There are two main ideas underlying the new layer:
- Instead of reducing the image size through strided convolution followed by pooling, it is done by cropping the discrete Fourier transform (DFT) of the image around its center and transforming back. This operation is a low pass filter, the DFT is differentiable and pooling of this type, called “Spectral Pooling” [Rip15S], has been shown to perform well in CNNs.
- While cropping to a fixed size box is non-differentiable (in the size of the box), this cropping can be softened to multiplication with a parametrized, mask-like matrix which is differentiable in the parameter governing its size. This mechanism was put forward in “Adaptive attention span in transformers” [Suk19A] for learning the size of attention context in transformer layers. The soft mask from that paper is shown in the figure. The parameter $z$ determines its size, taking a derivative w.r.t. $z$ results in a non-trivial gradient because of the non-constant profile of the soft mask and thus $z$ can be learned through gradient descent. $R$ becomes a hyperparameter of the neural network.
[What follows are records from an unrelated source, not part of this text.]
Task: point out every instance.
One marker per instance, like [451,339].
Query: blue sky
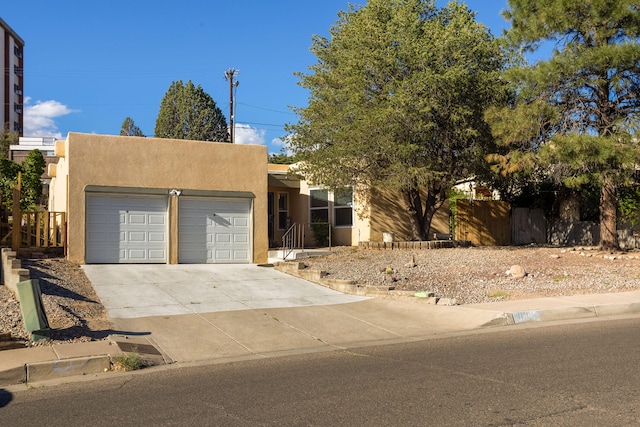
[89,65]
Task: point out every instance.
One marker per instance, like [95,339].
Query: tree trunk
[414,208]
[421,216]
[608,214]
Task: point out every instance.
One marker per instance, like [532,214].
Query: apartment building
[11,90]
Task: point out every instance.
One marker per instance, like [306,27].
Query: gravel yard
[470,275]
[73,309]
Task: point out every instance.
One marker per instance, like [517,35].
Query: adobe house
[293,200]
[152,200]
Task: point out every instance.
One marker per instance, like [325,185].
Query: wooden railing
[42,229]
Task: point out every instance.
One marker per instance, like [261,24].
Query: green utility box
[33,315]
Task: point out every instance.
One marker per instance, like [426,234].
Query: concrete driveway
[144,290]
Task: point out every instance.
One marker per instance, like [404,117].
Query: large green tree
[129,128]
[397,100]
[573,116]
[188,112]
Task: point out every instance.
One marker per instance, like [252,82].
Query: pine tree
[396,102]
[188,112]
[574,115]
[129,128]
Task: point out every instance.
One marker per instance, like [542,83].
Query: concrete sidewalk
[259,332]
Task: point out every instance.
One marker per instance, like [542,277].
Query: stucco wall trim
[165,192]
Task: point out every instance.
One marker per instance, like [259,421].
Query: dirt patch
[74,311]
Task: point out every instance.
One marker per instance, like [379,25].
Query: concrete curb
[55,369]
[562,313]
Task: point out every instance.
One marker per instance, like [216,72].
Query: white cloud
[39,117]
[245,134]
[283,144]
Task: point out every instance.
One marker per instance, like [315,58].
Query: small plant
[320,232]
[128,362]
[498,294]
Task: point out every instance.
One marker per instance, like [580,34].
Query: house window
[343,208]
[319,205]
[283,211]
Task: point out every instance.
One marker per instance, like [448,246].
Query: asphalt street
[578,373]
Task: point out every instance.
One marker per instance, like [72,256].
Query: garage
[126,229]
[214,230]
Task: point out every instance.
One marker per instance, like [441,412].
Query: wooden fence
[37,230]
[483,222]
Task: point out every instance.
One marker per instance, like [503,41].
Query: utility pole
[228,75]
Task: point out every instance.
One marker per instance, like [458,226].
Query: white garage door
[126,229]
[214,230]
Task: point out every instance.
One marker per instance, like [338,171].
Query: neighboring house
[18,153]
[293,200]
[152,200]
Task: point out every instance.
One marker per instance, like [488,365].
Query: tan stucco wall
[155,163]
[341,236]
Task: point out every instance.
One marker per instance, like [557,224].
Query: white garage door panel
[126,229]
[214,231]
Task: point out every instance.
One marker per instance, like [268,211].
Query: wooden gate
[483,222]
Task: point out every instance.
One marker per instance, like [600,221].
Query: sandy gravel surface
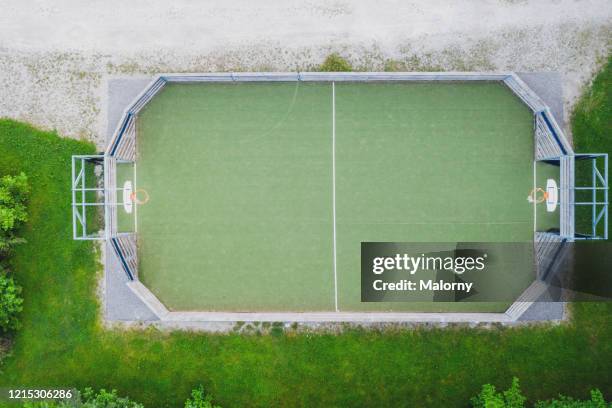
[55,57]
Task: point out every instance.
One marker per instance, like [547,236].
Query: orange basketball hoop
[140,196]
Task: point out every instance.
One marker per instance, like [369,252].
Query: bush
[199,399]
[596,401]
[513,398]
[10,302]
[490,398]
[14,192]
[335,63]
[89,399]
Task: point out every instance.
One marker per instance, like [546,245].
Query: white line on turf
[334,188]
[535,212]
[135,204]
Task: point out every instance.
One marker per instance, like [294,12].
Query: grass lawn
[592,129]
[62,344]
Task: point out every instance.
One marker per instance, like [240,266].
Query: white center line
[535,211]
[334,188]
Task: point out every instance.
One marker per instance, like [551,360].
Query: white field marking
[334,189]
[535,212]
[136,205]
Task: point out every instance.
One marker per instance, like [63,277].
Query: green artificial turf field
[242,180]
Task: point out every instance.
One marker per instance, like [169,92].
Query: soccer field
[261,193]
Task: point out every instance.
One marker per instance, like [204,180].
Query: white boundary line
[334,190]
[535,210]
[135,204]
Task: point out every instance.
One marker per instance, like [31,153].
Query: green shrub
[335,63]
[14,192]
[199,399]
[89,399]
[490,398]
[597,401]
[10,302]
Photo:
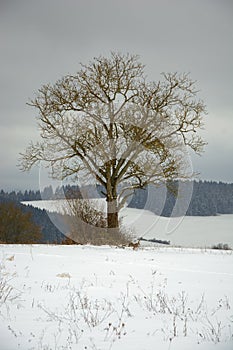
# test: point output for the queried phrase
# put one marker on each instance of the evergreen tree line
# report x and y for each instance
(208, 197)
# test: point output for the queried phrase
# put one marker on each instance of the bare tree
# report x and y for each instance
(108, 123)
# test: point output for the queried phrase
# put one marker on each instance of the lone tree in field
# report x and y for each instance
(108, 123)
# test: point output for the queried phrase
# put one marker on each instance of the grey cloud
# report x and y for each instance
(42, 40)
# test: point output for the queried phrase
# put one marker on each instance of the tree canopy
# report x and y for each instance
(108, 124)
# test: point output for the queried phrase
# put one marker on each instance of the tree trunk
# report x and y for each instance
(112, 214)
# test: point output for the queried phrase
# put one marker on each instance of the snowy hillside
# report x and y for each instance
(102, 298)
(189, 231)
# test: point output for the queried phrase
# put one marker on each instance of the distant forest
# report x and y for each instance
(208, 199)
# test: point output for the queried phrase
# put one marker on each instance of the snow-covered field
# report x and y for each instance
(85, 297)
(196, 231)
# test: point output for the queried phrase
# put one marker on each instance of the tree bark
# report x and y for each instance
(112, 214)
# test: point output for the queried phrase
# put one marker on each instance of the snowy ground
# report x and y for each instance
(195, 231)
(76, 297)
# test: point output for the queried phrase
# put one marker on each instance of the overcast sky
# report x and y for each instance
(40, 41)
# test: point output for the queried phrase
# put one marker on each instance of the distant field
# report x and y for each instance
(189, 231)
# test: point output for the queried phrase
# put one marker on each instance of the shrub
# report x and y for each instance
(17, 226)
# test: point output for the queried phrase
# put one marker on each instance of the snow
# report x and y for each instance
(86, 297)
(198, 231)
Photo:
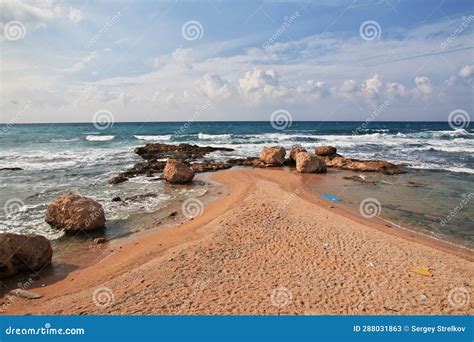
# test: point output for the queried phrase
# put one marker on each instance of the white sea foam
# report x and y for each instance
(99, 137)
(214, 137)
(153, 137)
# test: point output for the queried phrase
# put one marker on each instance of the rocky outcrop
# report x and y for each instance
(75, 213)
(325, 151)
(176, 172)
(295, 150)
(309, 163)
(273, 156)
(382, 166)
(181, 152)
(148, 168)
(20, 253)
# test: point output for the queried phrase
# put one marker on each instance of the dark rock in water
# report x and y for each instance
(309, 163)
(75, 213)
(11, 169)
(325, 151)
(294, 151)
(176, 172)
(120, 178)
(143, 168)
(273, 156)
(140, 197)
(382, 166)
(25, 294)
(359, 179)
(181, 152)
(100, 241)
(23, 253)
(209, 165)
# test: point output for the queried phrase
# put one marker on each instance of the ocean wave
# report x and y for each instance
(203, 136)
(153, 137)
(65, 140)
(437, 167)
(459, 133)
(100, 137)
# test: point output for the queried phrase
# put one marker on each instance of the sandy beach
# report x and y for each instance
(265, 246)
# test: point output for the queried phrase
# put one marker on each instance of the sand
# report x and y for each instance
(268, 246)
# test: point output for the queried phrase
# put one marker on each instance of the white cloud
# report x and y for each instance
(258, 85)
(372, 87)
(214, 86)
(423, 85)
(317, 88)
(81, 64)
(183, 57)
(467, 71)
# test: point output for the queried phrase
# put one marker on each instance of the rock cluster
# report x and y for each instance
(74, 213)
(309, 163)
(23, 253)
(273, 156)
(177, 172)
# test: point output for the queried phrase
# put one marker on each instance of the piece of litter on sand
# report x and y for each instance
(331, 197)
(25, 294)
(422, 270)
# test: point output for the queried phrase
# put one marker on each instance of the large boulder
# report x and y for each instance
(177, 172)
(381, 166)
(20, 253)
(295, 150)
(75, 213)
(325, 151)
(309, 163)
(273, 156)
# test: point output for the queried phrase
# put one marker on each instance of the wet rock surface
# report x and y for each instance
(182, 152)
(23, 253)
(155, 156)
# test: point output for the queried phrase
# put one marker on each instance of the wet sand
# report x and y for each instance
(268, 246)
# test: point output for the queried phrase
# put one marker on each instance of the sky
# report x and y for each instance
(144, 60)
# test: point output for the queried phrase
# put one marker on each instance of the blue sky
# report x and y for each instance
(62, 61)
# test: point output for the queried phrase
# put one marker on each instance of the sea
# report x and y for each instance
(434, 196)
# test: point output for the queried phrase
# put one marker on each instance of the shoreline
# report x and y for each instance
(152, 248)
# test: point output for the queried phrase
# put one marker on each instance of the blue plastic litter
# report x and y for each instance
(332, 198)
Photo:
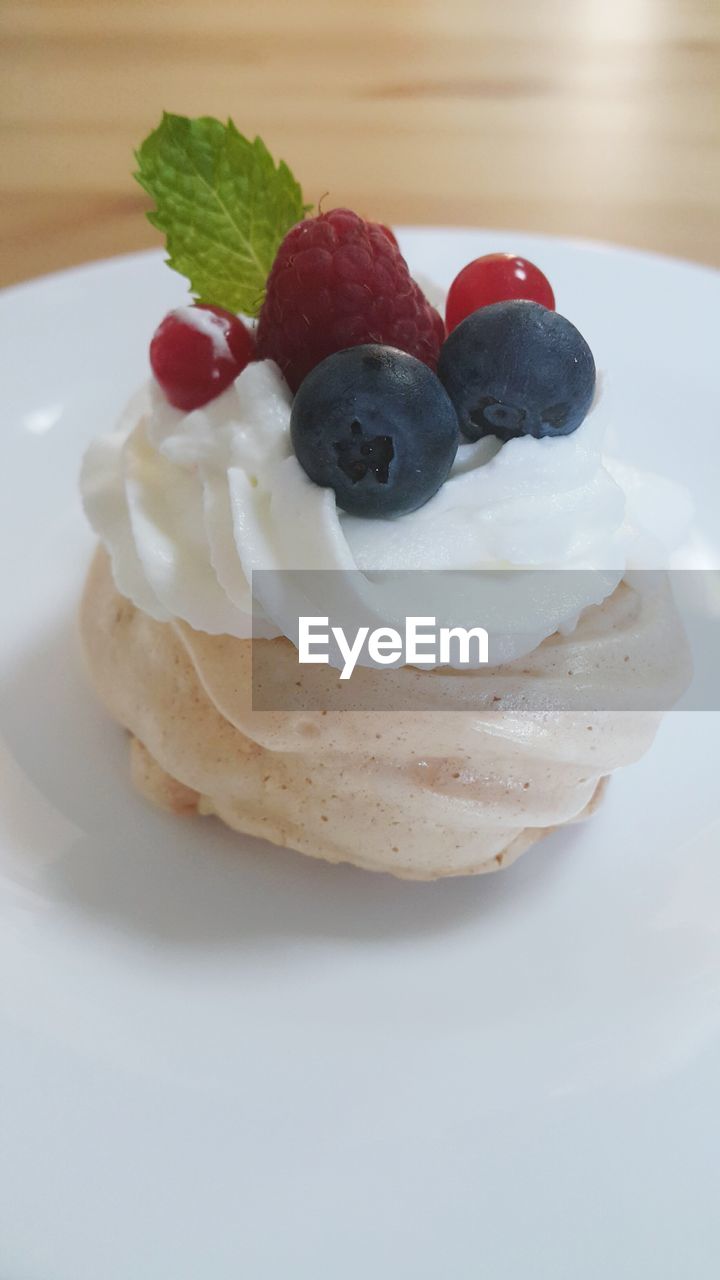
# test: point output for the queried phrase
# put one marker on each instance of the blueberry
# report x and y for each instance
(377, 426)
(518, 369)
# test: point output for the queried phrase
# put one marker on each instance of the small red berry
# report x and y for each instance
(197, 351)
(495, 278)
(340, 282)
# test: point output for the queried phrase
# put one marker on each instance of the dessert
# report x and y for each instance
(349, 432)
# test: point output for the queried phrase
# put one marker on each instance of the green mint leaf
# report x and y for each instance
(223, 205)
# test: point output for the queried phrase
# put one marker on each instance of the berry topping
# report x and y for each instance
(495, 278)
(340, 282)
(518, 369)
(196, 352)
(376, 425)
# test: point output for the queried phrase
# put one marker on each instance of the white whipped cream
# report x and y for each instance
(191, 504)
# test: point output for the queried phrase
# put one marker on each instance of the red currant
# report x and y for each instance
(495, 278)
(197, 351)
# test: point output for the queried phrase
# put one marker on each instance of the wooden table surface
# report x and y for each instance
(592, 118)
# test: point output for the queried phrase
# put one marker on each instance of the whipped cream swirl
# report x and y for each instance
(191, 504)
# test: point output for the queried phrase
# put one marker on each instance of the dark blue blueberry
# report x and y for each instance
(377, 426)
(518, 369)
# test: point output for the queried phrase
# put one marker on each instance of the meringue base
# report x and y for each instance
(420, 795)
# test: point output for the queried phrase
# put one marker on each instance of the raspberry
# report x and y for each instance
(340, 282)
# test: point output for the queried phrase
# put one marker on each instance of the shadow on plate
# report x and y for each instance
(192, 881)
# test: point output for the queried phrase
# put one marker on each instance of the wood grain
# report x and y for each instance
(593, 118)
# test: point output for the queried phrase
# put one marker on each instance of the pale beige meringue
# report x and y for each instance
(455, 790)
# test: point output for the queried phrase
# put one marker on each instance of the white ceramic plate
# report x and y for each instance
(220, 1060)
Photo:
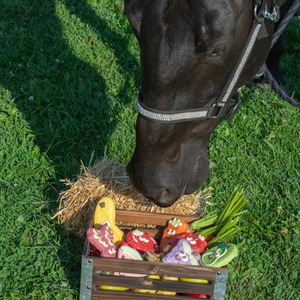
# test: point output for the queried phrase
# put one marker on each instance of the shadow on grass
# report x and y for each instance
(71, 108)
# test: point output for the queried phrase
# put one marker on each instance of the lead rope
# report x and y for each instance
(268, 76)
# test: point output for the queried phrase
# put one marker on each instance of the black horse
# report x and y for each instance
(188, 50)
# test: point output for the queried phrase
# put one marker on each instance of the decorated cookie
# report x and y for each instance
(197, 242)
(123, 244)
(219, 256)
(105, 212)
(183, 254)
(103, 240)
(175, 227)
(151, 256)
(126, 252)
(141, 241)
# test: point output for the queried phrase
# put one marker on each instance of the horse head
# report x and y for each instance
(188, 49)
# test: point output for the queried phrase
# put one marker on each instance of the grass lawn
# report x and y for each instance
(69, 77)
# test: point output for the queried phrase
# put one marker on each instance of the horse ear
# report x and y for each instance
(133, 11)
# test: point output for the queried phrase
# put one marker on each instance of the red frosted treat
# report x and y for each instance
(197, 242)
(175, 227)
(103, 240)
(141, 241)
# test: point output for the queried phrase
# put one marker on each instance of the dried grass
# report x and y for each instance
(108, 178)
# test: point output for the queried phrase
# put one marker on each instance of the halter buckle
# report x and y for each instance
(274, 16)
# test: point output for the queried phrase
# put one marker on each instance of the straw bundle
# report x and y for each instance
(108, 178)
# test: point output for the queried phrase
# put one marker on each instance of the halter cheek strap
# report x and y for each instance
(222, 106)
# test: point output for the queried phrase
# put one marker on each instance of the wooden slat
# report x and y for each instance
(154, 268)
(117, 295)
(142, 217)
(153, 284)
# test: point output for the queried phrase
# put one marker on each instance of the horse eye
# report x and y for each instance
(219, 51)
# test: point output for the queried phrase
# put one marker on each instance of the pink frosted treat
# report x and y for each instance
(182, 254)
(141, 241)
(126, 252)
(103, 240)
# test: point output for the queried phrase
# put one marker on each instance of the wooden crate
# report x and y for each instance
(92, 279)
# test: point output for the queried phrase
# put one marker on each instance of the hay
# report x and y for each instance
(108, 178)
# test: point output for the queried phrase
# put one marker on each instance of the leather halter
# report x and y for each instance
(222, 106)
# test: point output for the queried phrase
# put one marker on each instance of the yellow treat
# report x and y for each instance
(105, 212)
(167, 293)
(147, 291)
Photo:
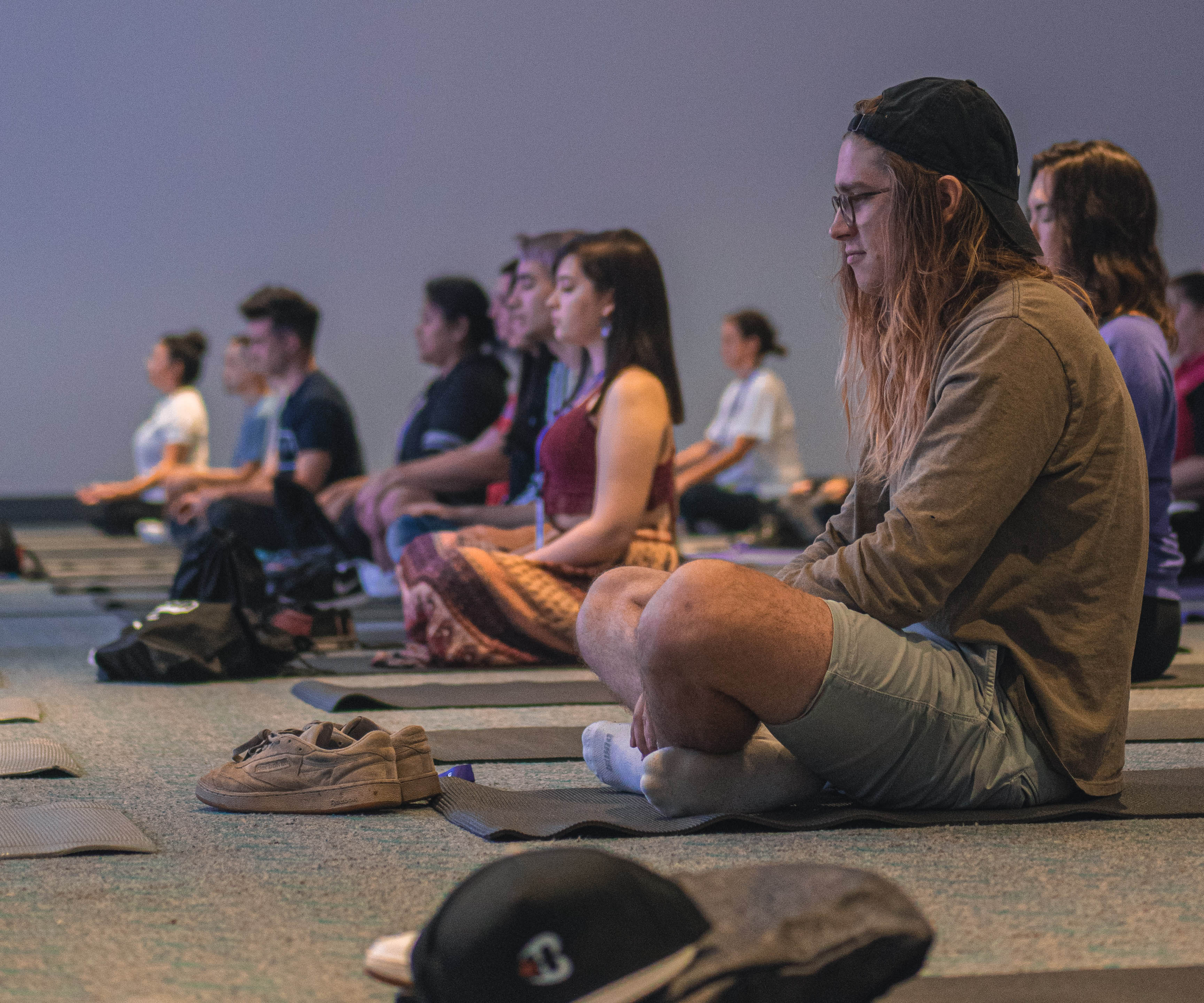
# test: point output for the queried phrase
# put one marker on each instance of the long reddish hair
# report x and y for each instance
(936, 273)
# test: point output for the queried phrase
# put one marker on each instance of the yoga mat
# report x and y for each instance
(494, 813)
(20, 708)
(327, 697)
(27, 756)
(1177, 677)
(1093, 985)
(506, 745)
(361, 664)
(1177, 725)
(69, 827)
(752, 557)
(382, 634)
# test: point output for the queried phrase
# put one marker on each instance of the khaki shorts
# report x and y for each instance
(906, 719)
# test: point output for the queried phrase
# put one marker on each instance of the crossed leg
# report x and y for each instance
(702, 657)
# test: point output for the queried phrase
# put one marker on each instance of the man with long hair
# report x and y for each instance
(960, 635)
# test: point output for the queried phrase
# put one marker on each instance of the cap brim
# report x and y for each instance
(388, 960)
(1011, 218)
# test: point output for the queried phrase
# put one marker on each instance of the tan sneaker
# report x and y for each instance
(316, 771)
(416, 768)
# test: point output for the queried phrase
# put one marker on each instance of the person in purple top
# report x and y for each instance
(1095, 215)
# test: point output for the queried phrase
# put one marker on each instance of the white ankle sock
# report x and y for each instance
(761, 777)
(607, 751)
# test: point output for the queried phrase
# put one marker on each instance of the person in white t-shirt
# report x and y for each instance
(749, 456)
(175, 437)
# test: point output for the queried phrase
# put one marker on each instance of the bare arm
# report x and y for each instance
(631, 437)
(172, 460)
(716, 464)
(693, 454)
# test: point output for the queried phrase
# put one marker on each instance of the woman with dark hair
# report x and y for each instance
(1095, 215)
(488, 597)
(454, 334)
(749, 454)
(1185, 298)
(174, 439)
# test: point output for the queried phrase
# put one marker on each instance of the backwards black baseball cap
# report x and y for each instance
(557, 926)
(955, 128)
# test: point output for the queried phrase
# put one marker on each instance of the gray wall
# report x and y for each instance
(158, 162)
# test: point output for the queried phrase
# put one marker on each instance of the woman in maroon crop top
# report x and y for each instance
(485, 597)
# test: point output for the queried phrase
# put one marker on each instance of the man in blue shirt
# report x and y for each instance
(316, 440)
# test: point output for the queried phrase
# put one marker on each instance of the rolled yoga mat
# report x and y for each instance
(529, 693)
(1175, 725)
(1095, 985)
(69, 827)
(1177, 677)
(29, 756)
(493, 813)
(534, 745)
(523, 745)
(20, 708)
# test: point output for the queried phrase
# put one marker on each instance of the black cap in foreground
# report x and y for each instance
(555, 926)
(955, 128)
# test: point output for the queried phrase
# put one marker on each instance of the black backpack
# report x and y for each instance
(186, 641)
(218, 566)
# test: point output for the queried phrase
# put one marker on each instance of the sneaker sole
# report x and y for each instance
(316, 801)
(417, 788)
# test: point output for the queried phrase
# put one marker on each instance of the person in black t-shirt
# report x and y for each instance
(317, 441)
(456, 335)
(495, 456)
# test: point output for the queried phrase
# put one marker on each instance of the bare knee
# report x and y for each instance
(688, 625)
(612, 599)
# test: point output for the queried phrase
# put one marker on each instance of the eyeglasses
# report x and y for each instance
(847, 205)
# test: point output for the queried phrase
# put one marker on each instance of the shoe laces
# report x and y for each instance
(253, 746)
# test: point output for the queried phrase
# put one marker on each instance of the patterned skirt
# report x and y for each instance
(469, 601)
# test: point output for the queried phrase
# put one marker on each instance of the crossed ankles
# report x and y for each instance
(683, 782)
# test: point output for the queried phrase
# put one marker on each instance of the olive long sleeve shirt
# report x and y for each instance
(1019, 519)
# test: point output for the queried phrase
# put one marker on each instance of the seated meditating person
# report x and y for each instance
(496, 454)
(316, 441)
(257, 433)
(749, 456)
(454, 335)
(488, 597)
(175, 439)
(1185, 298)
(1094, 211)
(961, 634)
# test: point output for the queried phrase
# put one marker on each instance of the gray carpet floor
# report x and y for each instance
(275, 908)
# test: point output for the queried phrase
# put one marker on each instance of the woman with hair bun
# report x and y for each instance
(175, 437)
(1095, 215)
(749, 456)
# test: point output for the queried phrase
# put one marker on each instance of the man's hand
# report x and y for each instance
(97, 494)
(193, 505)
(643, 735)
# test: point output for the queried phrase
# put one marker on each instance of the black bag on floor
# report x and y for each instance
(219, 568)
(185, 641)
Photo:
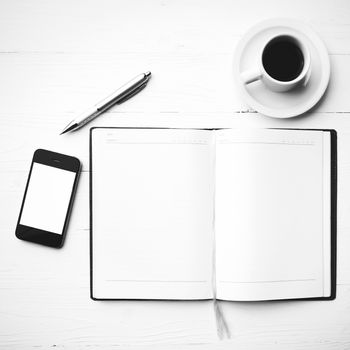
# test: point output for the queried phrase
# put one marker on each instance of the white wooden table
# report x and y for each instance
(57, 58)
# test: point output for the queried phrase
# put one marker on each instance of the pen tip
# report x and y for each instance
(71, 126)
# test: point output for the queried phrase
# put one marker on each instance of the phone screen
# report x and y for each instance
(47, 198)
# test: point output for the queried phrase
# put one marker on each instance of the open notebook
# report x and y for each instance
(199, 214)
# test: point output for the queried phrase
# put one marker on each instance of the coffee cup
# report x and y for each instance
(284, 64)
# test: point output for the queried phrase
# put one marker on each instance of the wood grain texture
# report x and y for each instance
(58, 57)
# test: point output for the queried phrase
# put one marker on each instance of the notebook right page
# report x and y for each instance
(272, 214)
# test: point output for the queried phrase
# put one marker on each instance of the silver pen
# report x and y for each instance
(125, 92)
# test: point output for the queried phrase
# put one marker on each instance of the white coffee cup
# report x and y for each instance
(273, 83)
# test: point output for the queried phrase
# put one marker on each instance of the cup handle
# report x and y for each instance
(250, 76)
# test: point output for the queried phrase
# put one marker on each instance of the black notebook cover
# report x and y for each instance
(334, 153)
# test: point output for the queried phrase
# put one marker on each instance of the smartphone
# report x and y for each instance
(48, 198)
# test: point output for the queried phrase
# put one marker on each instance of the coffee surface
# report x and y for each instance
(282, 59)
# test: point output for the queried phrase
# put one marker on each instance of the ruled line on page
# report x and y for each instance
(156, 281)
(273, 281)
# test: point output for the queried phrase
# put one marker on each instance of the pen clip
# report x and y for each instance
(133, 93)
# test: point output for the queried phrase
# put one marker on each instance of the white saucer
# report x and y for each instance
(281, 104)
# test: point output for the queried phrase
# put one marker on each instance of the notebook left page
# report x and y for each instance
(152, 213)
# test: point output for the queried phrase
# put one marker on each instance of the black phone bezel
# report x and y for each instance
(60, 161)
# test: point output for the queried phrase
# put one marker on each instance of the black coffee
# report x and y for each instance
(282, 59)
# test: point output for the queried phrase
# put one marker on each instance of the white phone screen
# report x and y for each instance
(47, 199)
The DiffStride layer is a combination of these ideas - a 2-dimensional soft mask, analogous to the one-dimensional discussed above, is multiplied with the DFT of the input. The height and width of the soft mask can be learned through gradient descent. The region in which the soft mask is zero is cropped (a non-differentiable operation which is performed with stop-grad) and the inverse DFT results in a smaller image. This processing is displayed in the architecture diagram below.
Experiments show that comparable or even slightly better performance to optimal strides (found through discrete search) in a normal Resnet can be reached starting out with random strides and using the new DiffStride layer. This paper is thus a valuable contribution for all practitioners who don’t want to run a hyperparameter search over strides when training a CNN.